Glucocorticoid-remediable aldosteronism is an inherited disorder caused by a chimeric gene duplication between the CYP11B1 (11ß-hydroxylase) and CYP11B2 (aldosterone synthase) genes. The disorder is characterized by hyperaldosteronism and high levels of 18-hydroxycortisol and 18-oxocortisol, which are under ACTH control. The diagnosis of glucocorticoid-remediable aldosteronism had been traditionally made using the dexamethasone suppression test; however, recent studies have shown that several patients with primary aldosteronism and a positive dexamethasone suppression test do not have the chimeric CYP11B1/CYP11B2 gene. The aim of this work was to evaluate whether other genetic alterations exist in CYP11B genes (gene conversion in the coding region of CYP11B1 or in the promoter of CYP11B2) that could explain a positive dexamethasone suppression test and to determine another genetic cause of glucocorticoid-remediable aldosteronism. We also evaluated the role of 18-hydroxycortisol as a specific biochemical marker of glucocorticoid-remediable aldosteronism. We studied eight patients with idiopathic hyperaldosteronism, a positive dexamethasone suppression test, and a negative genetic test for the chimeric gene. In all patients we amplified the CYP11B1 gene by PCR and sequenced exons 3–9 of CYP11B1 and a specific region (-138 to -284) of CYP11B2 promoter. We also measured the levels of 18-hydroxycortisol, and we compared the results with those found in four subjects with the chimeric gene. None of eight cases showed abnormalities in exons 3–9 of CYP11B1, disproving a gene conversion phenomenon. In all patients a fragment of 393 bp corresponding to a specific region of the promoter of CYP11B2 gene was amplified. The sequence of the fragment did not differ from that of the wild-type promoter of the CYP11B2 gene.
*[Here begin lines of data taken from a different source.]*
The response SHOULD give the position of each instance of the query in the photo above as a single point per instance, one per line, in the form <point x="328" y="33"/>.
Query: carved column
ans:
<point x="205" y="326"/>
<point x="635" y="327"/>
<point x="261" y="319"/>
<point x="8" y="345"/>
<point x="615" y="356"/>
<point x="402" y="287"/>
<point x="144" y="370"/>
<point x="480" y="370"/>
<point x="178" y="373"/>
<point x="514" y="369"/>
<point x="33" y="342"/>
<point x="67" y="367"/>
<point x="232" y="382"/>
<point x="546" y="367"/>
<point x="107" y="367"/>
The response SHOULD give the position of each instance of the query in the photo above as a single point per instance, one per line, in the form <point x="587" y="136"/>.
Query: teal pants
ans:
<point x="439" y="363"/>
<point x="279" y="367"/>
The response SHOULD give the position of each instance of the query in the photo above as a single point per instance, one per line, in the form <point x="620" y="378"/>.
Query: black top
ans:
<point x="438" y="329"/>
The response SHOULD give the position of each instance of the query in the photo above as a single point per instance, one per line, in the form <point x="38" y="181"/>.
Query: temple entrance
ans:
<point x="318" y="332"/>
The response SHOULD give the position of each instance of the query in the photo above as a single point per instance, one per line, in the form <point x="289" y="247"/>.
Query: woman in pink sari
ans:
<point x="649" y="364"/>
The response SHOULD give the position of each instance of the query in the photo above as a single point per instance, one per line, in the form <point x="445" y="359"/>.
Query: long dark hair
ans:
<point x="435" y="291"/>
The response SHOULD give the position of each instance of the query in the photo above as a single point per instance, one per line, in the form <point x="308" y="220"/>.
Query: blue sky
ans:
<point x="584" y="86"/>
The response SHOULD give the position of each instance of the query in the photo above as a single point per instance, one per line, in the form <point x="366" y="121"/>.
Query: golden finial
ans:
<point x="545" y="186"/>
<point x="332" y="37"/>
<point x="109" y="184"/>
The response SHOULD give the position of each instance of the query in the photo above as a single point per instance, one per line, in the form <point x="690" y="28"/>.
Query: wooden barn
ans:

The 18-hydroxycortisol levels in the eight idiopathic hyperaldosteronism patients and four controls with chimeric gene were 3.9 ± 2.3 and 21.9 ± 3.5 nmol/liter, respectively (P < 0.01). In summary, we did not find other genetic alterations or high levels of 18-hydroxycortisol that could explain a positive dexamethasone suppression test in idiopathic hyperaldosteronism. We suggest that the dexamethasone suppression test could lead to an incorrect diagnosis of glucocorticoid-remediable aldosteronism.